Primary Job Function:

Conduct quality-related activities to deliver consistent; high quality documents; services; products and processes.

Core Job Responsibilities:

Responsible for implementing and maintaining the effectiveness of the quality system.

General - Develops local strategy which is aligned with the business strategy and implements related tactical activities. Translates strategic needs of the division into executable long-range programs and projects. Provide solutions to a wide range of difficult problems.

Solutions are compliant; innovative; thorough; practical and consistent with organizational objectives. Leads projects with cross-functional broader scope. Represents team on cross-functional projects with other functional leaders. Directly influences project direction and scope.

Interacts effectively with employees; manager; and cross-functional peers. Excels in effective and positive communications. Contributes functional skills and expertise broadly. Scope includes one or more QA functions with general knowledge of other related disciplines.

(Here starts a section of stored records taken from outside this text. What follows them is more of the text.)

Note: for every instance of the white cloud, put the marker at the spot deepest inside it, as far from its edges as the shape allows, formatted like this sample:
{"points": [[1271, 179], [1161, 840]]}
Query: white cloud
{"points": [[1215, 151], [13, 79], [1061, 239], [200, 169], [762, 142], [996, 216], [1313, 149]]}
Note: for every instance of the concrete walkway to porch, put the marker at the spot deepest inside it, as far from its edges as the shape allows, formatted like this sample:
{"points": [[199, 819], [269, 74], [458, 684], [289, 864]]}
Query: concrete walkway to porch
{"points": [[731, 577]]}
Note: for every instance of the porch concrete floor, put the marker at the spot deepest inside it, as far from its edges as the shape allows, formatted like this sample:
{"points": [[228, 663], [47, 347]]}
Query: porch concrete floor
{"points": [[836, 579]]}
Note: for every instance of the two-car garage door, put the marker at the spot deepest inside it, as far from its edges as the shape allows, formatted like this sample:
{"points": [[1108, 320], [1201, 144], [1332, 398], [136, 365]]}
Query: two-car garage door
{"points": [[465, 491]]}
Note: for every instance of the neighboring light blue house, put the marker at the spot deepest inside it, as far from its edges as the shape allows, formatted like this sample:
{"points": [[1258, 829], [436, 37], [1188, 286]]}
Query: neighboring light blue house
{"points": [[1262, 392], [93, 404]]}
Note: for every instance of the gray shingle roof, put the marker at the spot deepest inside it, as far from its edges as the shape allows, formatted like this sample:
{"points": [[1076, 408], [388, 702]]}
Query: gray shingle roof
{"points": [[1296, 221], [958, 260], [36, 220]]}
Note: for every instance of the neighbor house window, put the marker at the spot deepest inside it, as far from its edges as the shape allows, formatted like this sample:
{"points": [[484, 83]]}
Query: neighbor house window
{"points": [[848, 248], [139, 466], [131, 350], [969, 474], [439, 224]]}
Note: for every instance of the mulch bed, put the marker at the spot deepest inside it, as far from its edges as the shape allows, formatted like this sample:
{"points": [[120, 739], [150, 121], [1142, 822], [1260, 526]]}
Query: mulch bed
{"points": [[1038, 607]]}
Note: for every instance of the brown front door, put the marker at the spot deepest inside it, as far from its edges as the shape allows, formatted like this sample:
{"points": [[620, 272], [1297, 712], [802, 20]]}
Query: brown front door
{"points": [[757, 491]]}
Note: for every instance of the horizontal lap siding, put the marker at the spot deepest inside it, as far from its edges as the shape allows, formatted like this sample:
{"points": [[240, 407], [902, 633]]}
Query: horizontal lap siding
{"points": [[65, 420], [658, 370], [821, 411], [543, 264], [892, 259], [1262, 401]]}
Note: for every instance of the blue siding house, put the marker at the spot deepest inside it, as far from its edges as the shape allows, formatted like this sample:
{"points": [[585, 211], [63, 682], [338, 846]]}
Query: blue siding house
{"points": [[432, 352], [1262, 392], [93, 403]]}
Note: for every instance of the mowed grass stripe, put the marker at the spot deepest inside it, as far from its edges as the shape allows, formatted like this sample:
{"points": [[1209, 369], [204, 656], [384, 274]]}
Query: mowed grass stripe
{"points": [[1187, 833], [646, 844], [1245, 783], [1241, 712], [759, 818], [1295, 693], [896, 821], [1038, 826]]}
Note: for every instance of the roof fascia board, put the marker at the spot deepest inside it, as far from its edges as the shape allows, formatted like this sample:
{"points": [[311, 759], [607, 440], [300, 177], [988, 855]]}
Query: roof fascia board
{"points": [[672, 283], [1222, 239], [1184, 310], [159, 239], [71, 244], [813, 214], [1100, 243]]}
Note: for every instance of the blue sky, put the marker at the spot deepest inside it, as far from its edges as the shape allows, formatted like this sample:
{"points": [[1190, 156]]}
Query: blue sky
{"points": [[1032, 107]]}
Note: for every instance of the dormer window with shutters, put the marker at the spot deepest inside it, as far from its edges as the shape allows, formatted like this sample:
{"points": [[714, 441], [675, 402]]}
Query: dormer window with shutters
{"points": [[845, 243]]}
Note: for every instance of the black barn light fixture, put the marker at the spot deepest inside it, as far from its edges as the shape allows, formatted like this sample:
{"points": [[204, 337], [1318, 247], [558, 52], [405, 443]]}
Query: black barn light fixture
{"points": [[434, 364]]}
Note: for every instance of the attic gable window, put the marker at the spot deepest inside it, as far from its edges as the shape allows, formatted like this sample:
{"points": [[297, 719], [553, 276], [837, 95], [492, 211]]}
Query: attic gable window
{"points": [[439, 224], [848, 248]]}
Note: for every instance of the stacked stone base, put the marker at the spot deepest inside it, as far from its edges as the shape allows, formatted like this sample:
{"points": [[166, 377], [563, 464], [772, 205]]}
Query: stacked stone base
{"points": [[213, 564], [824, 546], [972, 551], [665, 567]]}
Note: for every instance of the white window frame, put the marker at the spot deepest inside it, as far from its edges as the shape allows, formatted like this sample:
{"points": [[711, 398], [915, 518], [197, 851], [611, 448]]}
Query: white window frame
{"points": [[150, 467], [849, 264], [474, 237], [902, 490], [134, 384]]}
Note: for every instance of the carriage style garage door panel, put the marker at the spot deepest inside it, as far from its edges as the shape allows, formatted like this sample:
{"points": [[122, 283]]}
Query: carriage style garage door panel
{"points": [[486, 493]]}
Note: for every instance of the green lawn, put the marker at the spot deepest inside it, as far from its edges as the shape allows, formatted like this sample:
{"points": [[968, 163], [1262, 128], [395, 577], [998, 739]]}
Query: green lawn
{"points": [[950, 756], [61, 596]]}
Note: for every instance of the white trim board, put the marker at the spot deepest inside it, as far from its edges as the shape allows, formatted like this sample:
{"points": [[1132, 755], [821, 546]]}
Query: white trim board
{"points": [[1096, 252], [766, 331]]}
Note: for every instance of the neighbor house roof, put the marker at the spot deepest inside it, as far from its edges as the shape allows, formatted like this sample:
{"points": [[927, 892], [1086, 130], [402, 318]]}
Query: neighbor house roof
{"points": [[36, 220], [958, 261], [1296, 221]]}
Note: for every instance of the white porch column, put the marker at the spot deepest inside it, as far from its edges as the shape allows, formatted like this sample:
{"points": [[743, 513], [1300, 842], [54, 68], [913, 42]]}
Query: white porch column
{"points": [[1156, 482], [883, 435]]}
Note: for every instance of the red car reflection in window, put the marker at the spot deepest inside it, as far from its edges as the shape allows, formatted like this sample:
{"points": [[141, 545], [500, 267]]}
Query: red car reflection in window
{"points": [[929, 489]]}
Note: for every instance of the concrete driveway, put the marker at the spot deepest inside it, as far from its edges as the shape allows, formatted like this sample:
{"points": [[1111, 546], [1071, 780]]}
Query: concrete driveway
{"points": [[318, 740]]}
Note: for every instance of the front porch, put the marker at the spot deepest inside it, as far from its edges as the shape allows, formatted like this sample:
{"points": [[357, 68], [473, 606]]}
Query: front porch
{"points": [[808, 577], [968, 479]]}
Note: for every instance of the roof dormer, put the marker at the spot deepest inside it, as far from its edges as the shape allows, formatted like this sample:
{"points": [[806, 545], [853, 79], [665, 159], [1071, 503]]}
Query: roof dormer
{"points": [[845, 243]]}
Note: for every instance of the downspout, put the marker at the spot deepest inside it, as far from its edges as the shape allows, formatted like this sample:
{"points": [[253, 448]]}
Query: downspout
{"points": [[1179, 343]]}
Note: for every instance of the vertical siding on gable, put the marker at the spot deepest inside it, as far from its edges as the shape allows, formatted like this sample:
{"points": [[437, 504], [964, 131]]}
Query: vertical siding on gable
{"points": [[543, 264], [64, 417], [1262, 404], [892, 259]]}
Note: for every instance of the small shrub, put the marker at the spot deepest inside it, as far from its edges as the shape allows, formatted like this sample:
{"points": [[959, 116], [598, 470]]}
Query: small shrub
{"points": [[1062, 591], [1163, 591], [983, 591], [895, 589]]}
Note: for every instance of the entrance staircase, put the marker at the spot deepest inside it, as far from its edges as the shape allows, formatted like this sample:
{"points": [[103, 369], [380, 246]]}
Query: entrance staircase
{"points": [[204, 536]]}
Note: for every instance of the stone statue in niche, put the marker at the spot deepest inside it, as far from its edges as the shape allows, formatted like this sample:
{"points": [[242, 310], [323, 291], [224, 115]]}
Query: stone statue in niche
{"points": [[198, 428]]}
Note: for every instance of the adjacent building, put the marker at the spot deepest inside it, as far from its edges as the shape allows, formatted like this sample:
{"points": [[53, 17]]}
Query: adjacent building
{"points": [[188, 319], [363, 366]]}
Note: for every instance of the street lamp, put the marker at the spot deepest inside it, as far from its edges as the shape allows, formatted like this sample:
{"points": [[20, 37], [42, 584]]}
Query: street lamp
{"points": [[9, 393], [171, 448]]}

Provides guidance and trains other Professionals and Technicians. May provide oversight to one or more QA professionals and/or contractors.

2. Quality System Compliance - Demonstrates complete understanding of the standards and regulatory bodies that regulate our industry. Ensures compliance to Division and Corporate policies and procedures. Implements and maintains effectiveness of ADD's Quality System; including the Subsystems and Key processes that govern the area by identifying compliance risks.

3. Risk Management - Defines the business results expected from risk management strategies and projects.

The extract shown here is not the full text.